Thoroughly lovely!
A friend recently reported that her Creative Writing professor discouraged writing about children because “children don’t have sex or agency”. Charles Dickens gave the lie to this claim 160 years ago (though not the sex part, thank God — we don’t need that kind of blog traffic around here). It’s true, for the first part of his life (and half the book) young Davie isn’t the engine of his own fate. Rather he is buffeted to and fro by the rising and falling fortunes of his family and acquaintances. No matter what happens to him in this period, he maintains an aspect of perfect, childlike guilelessness. As he gets older, David gets better at judging character but always remains earnest in his dealings with people. Over nine hundred pages (or about thirty years) he only thinks ill of maybe four people, fleetingly, and only speaks his mind to one of them. By and large, fate/karma delivers to the villains of the book their just deserts, without David having to sully his hands by interfering.
Dickens acknowledged that David Copperfield was semi-autobiographical, and the writing sparkles where the author drops any pretense to the contrary and the description might be ascribed to either author or character:
“I have been very fortunate in wordly matters; many men have worked much harder, and not succeeded half so well; but I never could have done what I have done, without the habits of punctuality, order, and diligence, without the determination to concentrate myself on one object at a time, no matter how quickly its successor should come upon its heels, which I then formed. Heaven knows I write this, in no spirit of self-laudation. The man who reviews his own life, as I do mine, in going on here, from page to page, had need to have been a good man indeed, if he would be spared the sharp consciousness of many talents neglected, many opportunities wasted, many erratic and perverted feelings constantly at war within his breast, and defeating him.
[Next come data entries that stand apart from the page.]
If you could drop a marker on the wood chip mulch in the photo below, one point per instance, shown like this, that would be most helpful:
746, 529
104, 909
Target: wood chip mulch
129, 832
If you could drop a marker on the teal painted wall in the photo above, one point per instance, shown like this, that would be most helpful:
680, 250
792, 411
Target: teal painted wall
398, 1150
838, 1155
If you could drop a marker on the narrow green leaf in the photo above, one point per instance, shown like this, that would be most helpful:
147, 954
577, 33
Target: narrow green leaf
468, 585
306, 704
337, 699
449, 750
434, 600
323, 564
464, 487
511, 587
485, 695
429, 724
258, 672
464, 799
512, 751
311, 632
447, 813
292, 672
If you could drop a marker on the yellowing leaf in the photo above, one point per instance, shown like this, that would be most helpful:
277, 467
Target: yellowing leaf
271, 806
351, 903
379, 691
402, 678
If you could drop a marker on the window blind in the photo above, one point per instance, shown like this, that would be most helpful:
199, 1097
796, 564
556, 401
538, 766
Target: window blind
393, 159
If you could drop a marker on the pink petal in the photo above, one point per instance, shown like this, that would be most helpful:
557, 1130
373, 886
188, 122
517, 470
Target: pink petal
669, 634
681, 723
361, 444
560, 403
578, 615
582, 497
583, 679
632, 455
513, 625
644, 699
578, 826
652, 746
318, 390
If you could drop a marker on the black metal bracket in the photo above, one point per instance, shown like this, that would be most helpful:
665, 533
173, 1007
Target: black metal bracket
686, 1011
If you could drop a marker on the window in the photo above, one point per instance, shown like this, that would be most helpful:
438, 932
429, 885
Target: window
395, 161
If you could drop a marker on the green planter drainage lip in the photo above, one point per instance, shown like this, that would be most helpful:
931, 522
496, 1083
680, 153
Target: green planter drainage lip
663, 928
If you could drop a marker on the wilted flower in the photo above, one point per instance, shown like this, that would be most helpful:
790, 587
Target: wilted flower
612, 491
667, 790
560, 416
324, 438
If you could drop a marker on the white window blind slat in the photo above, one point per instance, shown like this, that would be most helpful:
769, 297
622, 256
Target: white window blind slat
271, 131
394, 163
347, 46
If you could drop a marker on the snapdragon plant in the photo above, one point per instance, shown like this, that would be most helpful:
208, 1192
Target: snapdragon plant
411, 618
I do not hold one natural gift, I dare say, that I have not abused. My meaning simply is, that whatever I have tried to do in life, I have tried with all my heart to do well; that whatever I have devoted myself to, I have devoted myself to completely; that, in great aims and in small, I have always been thoroughly in earnest. I have never believed it possible that any natural or improved ability can claim immunity from the companionship of the steady, plain, hard-working qualities, and hope to gain its end. There is no such thing as such fulfilment on this earth. Some happy talent, and some fortunate opportunity, may form the two sides of the ladder on which some men amount, but the rounds of that ladder must be made of stuff to stand wear and tear; and there is no substitute for thorough-going, ardent, and sincere earnestness.”
The book also sparkles when David is in love (often), when David is admiring of a peer (often), and whenever Wilkins Micawber embarks on a speech or letter.
According to Wikipedia, a big screen adaptation of David Copperfield is in the works, featuring Simon Pegg as Uriah Heep. IMDb, however, discloses no such plan.